This morning I hear cicadas in some brief mating sojourn. I cannot see them, for there are few trees in Tucson, and this is where I would have looked for cicadas were I in the Midwest. Not that I want to see them. I have a real “poison-them-all” attitude toward flying things with hard shells. I hear the swamp cooler and two fans, whooshing. Occasionally, a bird, and Bodie, the cat, adjusting his position in a chair before the screen door. My fingers beating at the keyboard. Every fifteen minutes, the clock tower on the university campus, a mile from here, announces itself, so that it is difficult to lose track of time. I’m sure if I listened closely enough I could hear traffic from a few blocks away, but the cicadas rule.
It is strangely quiet in this flat, spare town. Or, it is strangely quiet in this neighborhood. Most of the students have not yet returned from summer break. Even when they return, quietness tends to prevail. I’ve noticed it more since joining the neighborhood listserv after burglaries began to increase here last year. Sometimes burglaries are reported, but most discussion of thievery is characterized by its possibility and emerges from the paranoia of two old women who cruise the alleyways in search of criminals (which they claim almost always wear hoodies and carry backpacks) and refuse to open their front doors if someone knocks, their fingers perpetually poised over 911. At least this is the way they report it on the listserv.
The quietness of this neighborhood is different than the tableau of silence I imagine at my parents’ house in Illinois. It wasn’t long ago that I thought of that place as perfectly silent, almost motionless, for, when I moved to my first real town, Decatur, the city sounds punctured, as did the city light, and I found it difficult for a while to sleep and focus. Of course, the silence of this countryside is a myth, for there is always at least the rustle of leaves, the buzzing of insects, the plethora of bird calls, not to mention the farm equipment and the trains in the valley, which pass at least once an hour.

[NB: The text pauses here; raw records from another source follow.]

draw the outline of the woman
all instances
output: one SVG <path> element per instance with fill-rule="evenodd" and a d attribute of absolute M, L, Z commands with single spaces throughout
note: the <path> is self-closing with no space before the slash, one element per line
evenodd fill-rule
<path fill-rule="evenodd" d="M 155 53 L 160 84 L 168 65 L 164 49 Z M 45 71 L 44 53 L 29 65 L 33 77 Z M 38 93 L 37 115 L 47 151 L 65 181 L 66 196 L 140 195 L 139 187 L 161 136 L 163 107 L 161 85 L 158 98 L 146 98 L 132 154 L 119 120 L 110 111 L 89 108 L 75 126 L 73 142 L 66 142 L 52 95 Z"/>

This morning, I started to read Leila Ahmed’s A Border Passage. It opens with a description of her childhood in a Cairo not yet populated by the eternal honking variations of vehicles. Rarely does she hear a car horn, and the family dog always hears a vehicle coming before she does. She describes sounds both invigorating and spiritually lonely – from a reed piper to the greetings of people on the street. In spite of the absence of cars, which are so prevalent in the Egypt I knew, I can relate to the feelings of life she captures – the hearty greetings, the bustle of small business – even individual – commerce, and the growth of plants and animals encouraged by the proximity of the Nile. But mostly, a sense that life was present and acknowledged, a feeling that the existence of others mattered. I don’t want to exaggerate since the Egyptians I knew often complained that people were just not as friendly or helpful to strangers as they used to be, and there were plenty of moments in Cairo where I felt like either just another anonymous part of the hoard or just another foreigner waiting to be parted from her riches. But these moments, in my memory, are counterbalanced by acts of kindness, not only those which happened to me but which I observed from a distance, moments that I think James and I have recorded quite often in this blog. And a texture to those acts of kindness that I haven’t often met back in America.
Silence is not really about absence as much as presence and acknowledgment. I could be silent in Cairo, where “noise pollution” is deadly high, in the sense that I could feel life. I don’t know if that makes sense, but this morning in Tucson I do not feel life, and the silence feels less like silence than something palpably sinister. Where are all the people? Why aren’t they calling out to each other, talking? They know each other, some of these people who have lived here for years, but there is a lifelessness, a huddling that too easily translates to suspicion. I see this in many places in America, even the place I am from, the place that I in most ways love the most, and it makes me wonder about the ways in which Americans are destroying the capacity to love each other. This sounds dire. It is dire. When we can be suspicious of the people across the street, how can it be possible for us to cultivate the capacity to know and understand someone who lives across the ocean? I know this feeling. I live behind a fence, and it is difficult to see my house. I enjoy that. There’s nothing inherently wrong with privacy or solitude. And I stood at my window in Cairo and looked down at the street far too often to claim that I was immersed in Cairene street life. But I admired many parts of that life. I am envious of it. I wish I knew how to live like that. I wish I could be more like the man I passed in Cairo one morning, eating a sandwich, who casually offered me a bite.